Segundo Ricas, o modelo diminuiu a quantidade de fugas e tumultos e dificultaria ainda a organização das facções criminosas. O esforço do Estado é visto pelo CNJ como um exemplo positivo, segundo o juiz Santos.

Modelo espanhol

Estados como Alagoas, Goiás e Mato Grosso do Sul, entre outros, estão apostando em unidades prisionais de excelência que investem na ressocialização dos presos.

O alagoano Centro Ressocializador da Capital é uma dessas prisões. Segundo o tenente-coronel Carlos Luna, superintendente geral de administração penitenciária de Alagoas, a experiência se baseia em um modelo espanhol e parte do princípio de que um tratamento respeitoso é essencial para a ressocialização dos detentos.

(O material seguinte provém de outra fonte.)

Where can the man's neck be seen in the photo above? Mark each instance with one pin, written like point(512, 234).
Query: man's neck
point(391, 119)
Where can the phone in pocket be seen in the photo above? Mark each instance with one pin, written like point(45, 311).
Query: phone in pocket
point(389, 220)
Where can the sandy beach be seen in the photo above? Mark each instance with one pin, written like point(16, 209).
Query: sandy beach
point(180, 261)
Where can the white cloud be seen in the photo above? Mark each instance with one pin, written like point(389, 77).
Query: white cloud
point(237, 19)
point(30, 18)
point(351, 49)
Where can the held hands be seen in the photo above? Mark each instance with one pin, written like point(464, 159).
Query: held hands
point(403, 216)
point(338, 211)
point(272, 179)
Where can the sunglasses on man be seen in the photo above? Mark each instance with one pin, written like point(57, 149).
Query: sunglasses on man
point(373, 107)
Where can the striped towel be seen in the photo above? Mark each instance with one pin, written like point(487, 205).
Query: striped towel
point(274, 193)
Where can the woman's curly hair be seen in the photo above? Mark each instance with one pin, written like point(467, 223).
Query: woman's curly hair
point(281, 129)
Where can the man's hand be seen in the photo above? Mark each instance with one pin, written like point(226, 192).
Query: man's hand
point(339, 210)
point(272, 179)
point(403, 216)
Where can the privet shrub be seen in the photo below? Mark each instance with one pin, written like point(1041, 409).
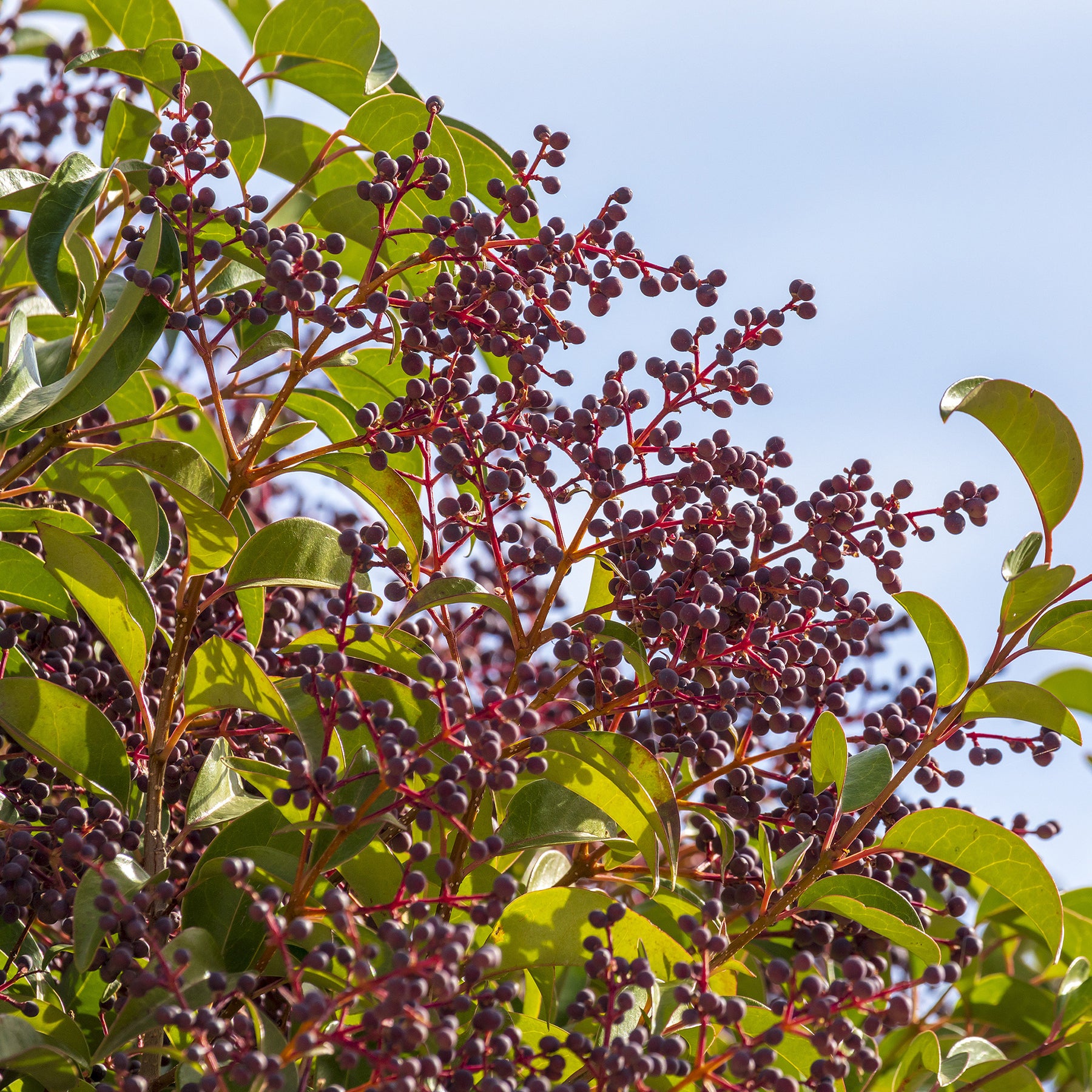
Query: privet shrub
point(372, 803)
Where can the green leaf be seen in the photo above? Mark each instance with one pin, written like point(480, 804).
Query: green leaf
point(20, 189)
point(965, 1054)
point(71, 190)
point(386, 491)
point(131, 331)
point(1026, 595)
point(94, 584)
point(579, 764)
point(1020, 557)
point(787, 863)
point(25, 580)
point(298, 551)
point(543, 814)
point(946, 647)
point(923, 1054)
point(218, 795)
point(449, 590)
point(121, 491)
point(214, 903)
point(61, 727)
point(15, 518)
point(186, 475)
point(879, 921)
point(138, 24)
point(87, 937)
point(1023, 701)
point(1034, 431)
point(394, 649)
point(292, 147)
point(868, 775)
point(1066, 628)
point(274, 341)
point(340, 32)
point(136, 595)
point(829, 753)
point(128, 128)
point(1073, 687)
point(547, 928)
point(390, 121)
point(865, 890)
point(984, 849)
point(223, 675)
point(139, 1014)
point(238, 117)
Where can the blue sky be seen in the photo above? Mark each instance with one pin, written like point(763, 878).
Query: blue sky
point(928, 166)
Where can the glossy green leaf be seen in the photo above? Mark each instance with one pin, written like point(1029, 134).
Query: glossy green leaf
point(138, 599)
point(13, 518)
point(577, 764)
point(829, 753)
point(120, 491)
point(181, 471)
point(238, 117)
point(275, 341)
point(868, 775)
point(20, 189)
point(61, 727)
point(25, 580)
point(1020, 558)
point(996, 855)
point(946, 647)
point(297, 551)
point(212, 902)
point(139, 1014)
point(547, 928)
point(922, 1055)
point(1065, 628)
point(98, 590)
point(1034, 431)
point(865, 890)
point(1023, 701)
point(394, 649)
point(218, 795)
point(129, 128)
point(543, 814)
point(130, 878)
point(887, 925)
point(447, 591)
point(223, 675)
point(71, 190)
point(1026, 595)
point(787, 863)
point(292, 147)
point(386, 491)
point(340, 32)
point(132, 329)
point(1073, 687)
point(138, 24)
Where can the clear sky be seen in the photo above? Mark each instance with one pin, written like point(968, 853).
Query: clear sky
point(928, 166)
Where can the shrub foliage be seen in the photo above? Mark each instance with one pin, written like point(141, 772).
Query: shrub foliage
point(376, 801)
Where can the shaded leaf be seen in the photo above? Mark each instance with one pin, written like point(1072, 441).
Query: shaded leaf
point(946, 647)
point(71, 190)
point(1023, 701)
point(223, 675)
point(994, 854)
point(94, 584)
point(218, 795)
point(61, 727)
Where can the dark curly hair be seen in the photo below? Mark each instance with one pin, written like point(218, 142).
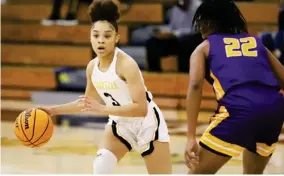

Contudo, uma seleção rigorosa faz com que apenas presos com bom comportamento, que nunca tenham participado de motins e que aceitem participar da experiência sejam selecionados. Eles só são transferidos do sistema carcerário comum para a unidade depois de passar por uma avaliação psicológica onde devem mostrar “vontade de mudar de vida”.

Diferentemente da maioria das prisões no Brasil, sobram vagas na unidade, que foi construída para abrigar 155 detentos, mas tem atualmente pouco mais de 130. Os detentos não podem usar entorpecentes e todos eles trabalham na manutenção da unidade e em empresas conveniadas. Até presos que cumprem pena no regime fechado são autorizados a sair desacompanhados para trabalhar.

Ao acabarem de cumprir suas penas, os detentos são encaminhados para convênios do governo com empresas, para a colocação no mercado de trabalho.

“Conseguimos baixar o grau de reincidência para 5%”, disse Luna.

Porém, a realidade da unidade é muito diferente do restante do sistema prisional do Estado. “É complicado aplicar esse modelo em unidades grandes”, disse.

Ênfase no trabalho

Segundo o CNJ, uma unidade prisional que aplica aspectos positivos no regime semiaberto é o Centro Penal Agroindustrial da Gameleira, no Mato Grosso do Sul.

Sua principal característica é a ênfase no trabalho, uma vez que a unidade possui nove oficinas de trabalho remunerado – em áreas como tapeçaria, produção de contêineres e portões e cozinha industrial.

Muitos dos presos exercem essas atividades fora do presídio e são as próprias empresas que se responsabilizam pelo seu transporte e medidas de segurança.

Em paralelo, os detentos participam de tratamento para se livrar do vício em entorpecentes.